Right now, there are no effective treatments for healing diabetic wounds. While her research looks promising, Chang says it will take at least five more years of work and about $2.5 million to produce an actual treatment.

“It requires not just research but others coming together to make this happen,” Chang says. “Before we can move to clinical trials, we need to do toxicological studies in a large number of animals. That can't be done in a university lab. We need to contract with a chemical manufacturer and a toxicology laboratory. Someone has to be interested in raising funds to bring it to the next phase.”

Chang says pharmaceutical companies don't want to fund work until it can result in a marketable product, which makes it challenging to get funding for earlier research stages, she says. “Many discoveries from the lab die because no one picks them up,” Chang says.

To make sure that not all good ideas get lost, the Indiana Clinical and Translational Sciences Institute (CTSI) was created in 2008 with a multimillion dollar grant from the National Institutes of Health. The statewide entity provides pilot funding, consultation and technical assistance for translational research that could improve human health, according to Anantha Shekhar, CTSI director.

“New biomedical discoveries at the basic science level are occurring at an extremely rapid pace,” he says, “but the progression of these new ideas to the market as therapeutic products and the implementation of new findings into routine disease management face enormous delays.”

The CTSI is an innovative public and private partnership of corporate, community and government entities being led by the major health science schools at Indiana University, Purdue University and the University of Notre Dame.

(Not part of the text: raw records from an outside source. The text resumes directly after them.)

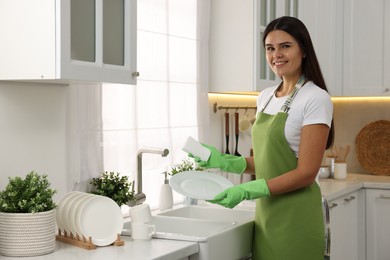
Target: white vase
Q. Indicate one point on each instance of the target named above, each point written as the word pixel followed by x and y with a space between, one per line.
pixel 27 234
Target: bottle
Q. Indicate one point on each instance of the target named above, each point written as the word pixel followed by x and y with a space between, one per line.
pixel 166 197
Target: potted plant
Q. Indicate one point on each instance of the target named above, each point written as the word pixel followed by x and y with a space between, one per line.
pixel 114 186
pixel 27 216
pixel 185 165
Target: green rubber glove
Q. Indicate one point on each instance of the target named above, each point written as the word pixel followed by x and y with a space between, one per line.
pixel 225 162
pixel 230 197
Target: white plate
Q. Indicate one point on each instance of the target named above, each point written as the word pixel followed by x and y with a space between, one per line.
pixel 199 184
pixel 101 219
pixel 73 207
pixel 65 212
pixel 77 214
pixel 60 207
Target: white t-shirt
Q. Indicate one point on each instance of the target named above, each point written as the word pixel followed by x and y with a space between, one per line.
pixel 312 105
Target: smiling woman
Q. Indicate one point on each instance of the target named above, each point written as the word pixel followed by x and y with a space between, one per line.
pixel 164 108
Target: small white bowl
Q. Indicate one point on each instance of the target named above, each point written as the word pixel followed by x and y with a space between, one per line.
pixel 324 172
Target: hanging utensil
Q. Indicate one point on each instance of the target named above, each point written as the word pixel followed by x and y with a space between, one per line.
pixel 236 120
pixel 227 131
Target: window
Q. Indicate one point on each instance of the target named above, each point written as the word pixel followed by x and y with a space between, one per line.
pixel 162 110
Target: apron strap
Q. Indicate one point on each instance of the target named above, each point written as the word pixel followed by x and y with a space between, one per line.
pixel 286 107
pixel 287 104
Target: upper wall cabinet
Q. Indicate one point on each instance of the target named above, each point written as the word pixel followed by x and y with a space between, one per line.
pixel 366 41
pixel 351 38
pixel 68 40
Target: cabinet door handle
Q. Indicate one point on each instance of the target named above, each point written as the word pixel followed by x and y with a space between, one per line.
pixel 349 199
pixel 384 196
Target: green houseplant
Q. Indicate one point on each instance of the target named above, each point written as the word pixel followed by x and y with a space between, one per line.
pixel 114 186
pixel 185 165
pixel 27 216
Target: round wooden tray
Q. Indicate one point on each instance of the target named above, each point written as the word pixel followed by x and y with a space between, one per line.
pixel 373 147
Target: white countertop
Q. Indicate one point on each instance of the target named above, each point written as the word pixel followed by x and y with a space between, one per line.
pixel 171 249
pixel 332 188
pixel 160 249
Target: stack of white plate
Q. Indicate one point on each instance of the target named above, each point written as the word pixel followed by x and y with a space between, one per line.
pixel 90 216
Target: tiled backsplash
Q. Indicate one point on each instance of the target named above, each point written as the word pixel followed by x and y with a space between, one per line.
pixel 350 116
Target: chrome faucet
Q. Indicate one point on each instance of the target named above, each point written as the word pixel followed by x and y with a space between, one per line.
pixel 140 196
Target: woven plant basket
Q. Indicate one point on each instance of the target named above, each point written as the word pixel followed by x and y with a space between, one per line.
pixel 373 147
pixel 27 234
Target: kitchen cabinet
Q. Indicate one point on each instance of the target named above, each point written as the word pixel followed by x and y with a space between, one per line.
pixel 348 226
pixel 62 41
pixel 366 58
pixel 378 226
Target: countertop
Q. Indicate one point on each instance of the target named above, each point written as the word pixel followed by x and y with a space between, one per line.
pixel 170 249
pixel 332 188
pixel 132 249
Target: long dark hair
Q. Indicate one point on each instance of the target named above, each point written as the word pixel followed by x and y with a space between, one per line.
pixel 310 65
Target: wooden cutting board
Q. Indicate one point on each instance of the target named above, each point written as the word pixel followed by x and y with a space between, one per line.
pixel 373 147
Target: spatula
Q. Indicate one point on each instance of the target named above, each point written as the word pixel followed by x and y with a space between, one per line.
pixel 227 132
pixel 237 132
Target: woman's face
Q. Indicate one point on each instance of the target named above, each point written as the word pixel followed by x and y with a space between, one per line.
pixel 284 54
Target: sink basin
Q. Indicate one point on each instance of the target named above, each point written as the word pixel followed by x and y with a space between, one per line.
pixel 220 233
pixel 210 213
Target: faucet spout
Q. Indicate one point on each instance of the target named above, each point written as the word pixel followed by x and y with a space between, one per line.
pixel 140 196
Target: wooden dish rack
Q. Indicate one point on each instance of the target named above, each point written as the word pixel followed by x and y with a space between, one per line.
pixel 83 242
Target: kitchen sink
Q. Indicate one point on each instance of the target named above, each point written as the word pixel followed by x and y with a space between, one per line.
pixel 220 233
pixel 210 213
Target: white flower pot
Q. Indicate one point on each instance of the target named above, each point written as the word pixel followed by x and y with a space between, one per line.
pixel 27 234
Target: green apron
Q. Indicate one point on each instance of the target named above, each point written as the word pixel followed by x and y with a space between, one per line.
pixel 288 226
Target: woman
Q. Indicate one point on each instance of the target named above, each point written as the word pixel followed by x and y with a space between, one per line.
pixel 291 132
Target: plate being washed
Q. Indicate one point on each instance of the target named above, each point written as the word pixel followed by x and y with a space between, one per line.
pixel 199 184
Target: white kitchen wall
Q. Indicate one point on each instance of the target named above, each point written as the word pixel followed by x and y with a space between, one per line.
pixel 33 132
pixel 350 116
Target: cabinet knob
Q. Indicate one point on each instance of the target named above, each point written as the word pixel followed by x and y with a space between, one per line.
pixel 384 196
pixel 349 199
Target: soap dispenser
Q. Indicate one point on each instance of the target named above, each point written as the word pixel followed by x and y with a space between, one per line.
pixel 166 197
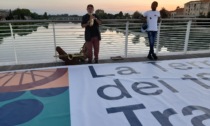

Shekhar says, “The main reason the three schools are working together is that they have complementary strengths. The problems of health in Indiana are too big to be solved by any one institution and we can be much more effective and competitive for funding together as opposed to competing separately.”

Through groundbreaking scientific discoveries made by university scientists, grants from major funders and collaborations with private companies, Indiana is making significant contributions to improving the health of Hoosiers and people throughout the world.